Tengo 39 años y voy por mi tercera vida. La primera fue muy dura, muy sola. Hija mayor de una madre abandonada, para comenzar, por su esposo, a quien nunca dejó de querer; y luego por sí misma, a quien nunca ha querido.

Me casé jovencísima, con el primer tarado que encontré dispuesto a llevarme lejos. El destino lógico fue verme en muy poco tiempo viviendo de nuevo en la casa de la que huí “para nunca más volver”. Me dediqué a trabajar para seguir huyendo, y a veces huía del trabajo, por la costumbre.

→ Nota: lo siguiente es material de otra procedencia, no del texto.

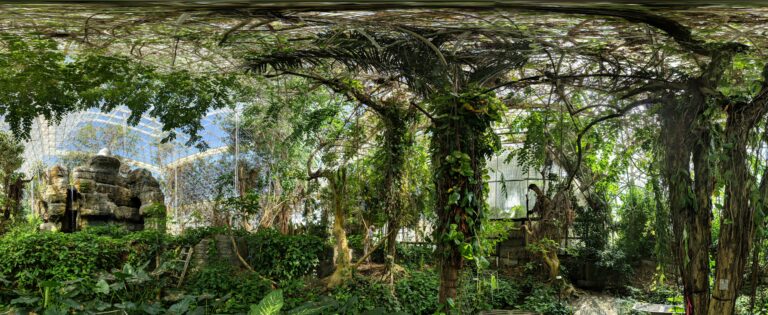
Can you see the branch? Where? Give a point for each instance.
(581, 134)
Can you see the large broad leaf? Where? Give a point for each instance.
(270, 305)
(102, 287)
(27, 300)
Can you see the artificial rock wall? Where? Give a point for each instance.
(99, 194)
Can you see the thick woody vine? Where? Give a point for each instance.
(462, 140)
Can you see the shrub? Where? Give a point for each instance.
(543, 299)
(237, 289)
(364, 294)
(418, 292)
(415, 255)
(283, 256)
(30, 258)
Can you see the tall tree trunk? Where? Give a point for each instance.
(397, 141)
(690, 204)
(462, 141)
(343, 272)
(737, 219)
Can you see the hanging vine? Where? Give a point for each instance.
(462, 140)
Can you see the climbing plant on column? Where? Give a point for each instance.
(462, 140)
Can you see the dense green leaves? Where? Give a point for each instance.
(38, 79)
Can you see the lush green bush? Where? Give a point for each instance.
(543, 299)
(418, 292)
(365, 294)
(280, 256)
(415, 255)
(29, 258)
(237, 289)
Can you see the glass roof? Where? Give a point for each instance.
(176, 166)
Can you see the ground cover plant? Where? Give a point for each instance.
(407, 158)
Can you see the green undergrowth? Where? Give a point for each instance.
(107, 269)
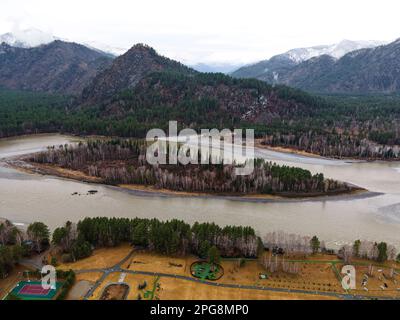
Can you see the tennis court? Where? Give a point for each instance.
(33, 290)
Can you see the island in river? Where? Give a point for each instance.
(123, 162)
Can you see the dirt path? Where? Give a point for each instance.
(117, 268)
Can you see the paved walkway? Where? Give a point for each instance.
(117, 268)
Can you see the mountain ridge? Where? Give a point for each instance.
(57, 67)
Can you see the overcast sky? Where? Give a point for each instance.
(208, 30)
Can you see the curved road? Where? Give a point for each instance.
(117, 268)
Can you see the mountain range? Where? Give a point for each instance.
(373, 69)
(57, 67)
(36, 61)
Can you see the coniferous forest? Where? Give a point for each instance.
(123, 161)
(333, 126)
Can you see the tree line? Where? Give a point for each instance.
(123, 161)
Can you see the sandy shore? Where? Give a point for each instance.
(142, 190)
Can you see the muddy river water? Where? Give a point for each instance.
(25, 198)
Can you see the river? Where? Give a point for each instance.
(25, 198)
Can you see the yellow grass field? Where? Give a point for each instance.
(100, 259)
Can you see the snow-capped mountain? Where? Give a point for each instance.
(336, 51)
(115, 51)
(369, 68)
(30, 38)
(273, 69)
(27, 38)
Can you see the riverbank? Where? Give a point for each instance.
(298, 152)
(19, 163)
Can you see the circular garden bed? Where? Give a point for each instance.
(206, 271)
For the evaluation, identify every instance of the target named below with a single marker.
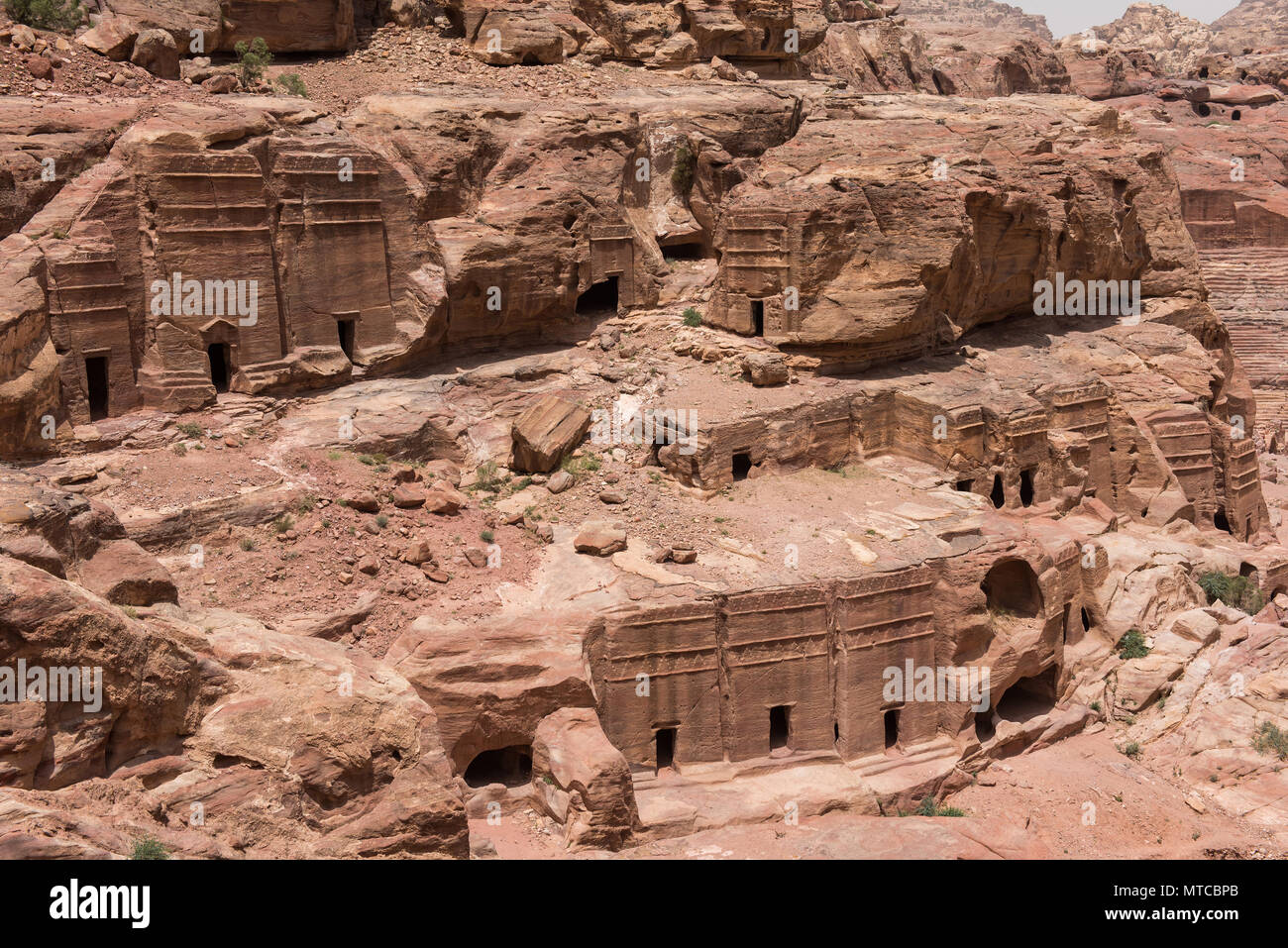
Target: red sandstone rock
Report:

El segundo round llegó hace 11 años con el nacimiento de mi hijo. Fue hermoso porque yo volví a nacer con él. Se llama Daniel. Somos compas, confidentes, pero somos ante todo una familia. Tenemos hasta un decálogo; un “Código de ética” pegado en la pared del apartamentito que compartimos. Por mi y por él logré poner a todo el mundo en su lugar, sacudirme cargas propias, ajenas, reales e imaginarias, y me fui definitivamente a vivir mi vida, a dedicarme a ser una mamá apuntada, contenta, realizada, que va a reuniones y hace queques.

Estos han sido los mejores 11 años de mi vida. No me han faltado las congojas, sobre todo las financieras, se podrá usted imaginar ya que vive en el mismo mundo que yo. Pero mi segunda vida fue maravillosa, y recuerdo con una sonrisa todos los momentos, los lindos y los feíllos, porque crecí, aprendí y tapé algunas bocas que desde mi primera vida estaban, por así decirlo, demasiado abiertas.